The spokesperson said the sign being handed out was unauthorised.
Tensions flare between Chinese authorities and black community
Several Africans have spoken out over their treatment in recent days, suggesting the black community are being unfairly targeted.
“I’ve been sleeping under the bridge for four days with no food to eat… I cannot buy food anywhere, no shops or restaurants will serve me,” Tony Mathias, an exchange student from Uganda who was forced from his apartment on Monday, told AFP.
“We’re like beggars on the street,” the 24-year-old said.
Mathias added that police had given him no information about testing or quarantine but instead told him “to go to another city”.
A Nigerian businessman said he was evicted from his apartment this week.
“Everywhere the police see us, they will come and pursue us and tell us to go home.
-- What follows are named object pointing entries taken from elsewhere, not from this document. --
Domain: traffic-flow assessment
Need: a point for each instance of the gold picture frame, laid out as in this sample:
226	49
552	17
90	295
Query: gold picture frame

But where can we go?” he said.
A Chinese employee at a Guangzhou bar popular with foreigners told Yahoo News Australia she had lost her job after the bar was closed down as the government looked to crack down on the threat posed by non-Chinese nationals.
China has banned foreign nationals from entering the country, and many travellers are being sent into 14-day quarantines either in their own accommodation or at centralised facilities.
Yet there is a sense of anger among foreigners who have been subject to widespread testing and quarantines despite having not left the country in recent weeks.
Thiam, an exchange student from Guinea, said police ordered him to stay home on Tuesday even after he tested negative for COVID-19 and told officers he had not left China in almost four years.
He believes the measures are specifically and unfairly targeting Africans.
“All the people I’ve seen tested are Africans. Chinese are walking around freely but if you’re black you can’t go out,” he said.
Then on Saturday the department issued a sharp criticism of China over how it treats Africans.
“It’s unfortunate but not surprising to see this kind of xenophobia towards Africans by Chinese authorities,” a State Department spokesperson said.
Racism grows on Chinese social media
The infections in Guangzhou have also sparked a torrent of abuse online, with many Chinese internet users posting racist comments and calling for all Africans to be deported.
Last week a controversial cartoon depicting foreigners as different types of trash to be sorted through went viral on social media.
"There's just this crazy fear that anybody who's African might have been in contact with somebody who was sick," said David, a Canadian living in Guangzhou who did not want to give his full name.
China's foreign ministry acknowledged this week that there had been some "misunderstandings" with the African community.
"I want to emphasise that the Chinese government treats all foreigners in China equally," said spokesman Zhao Lijian on Thursday, urging local officials to "improve their working mechanisms".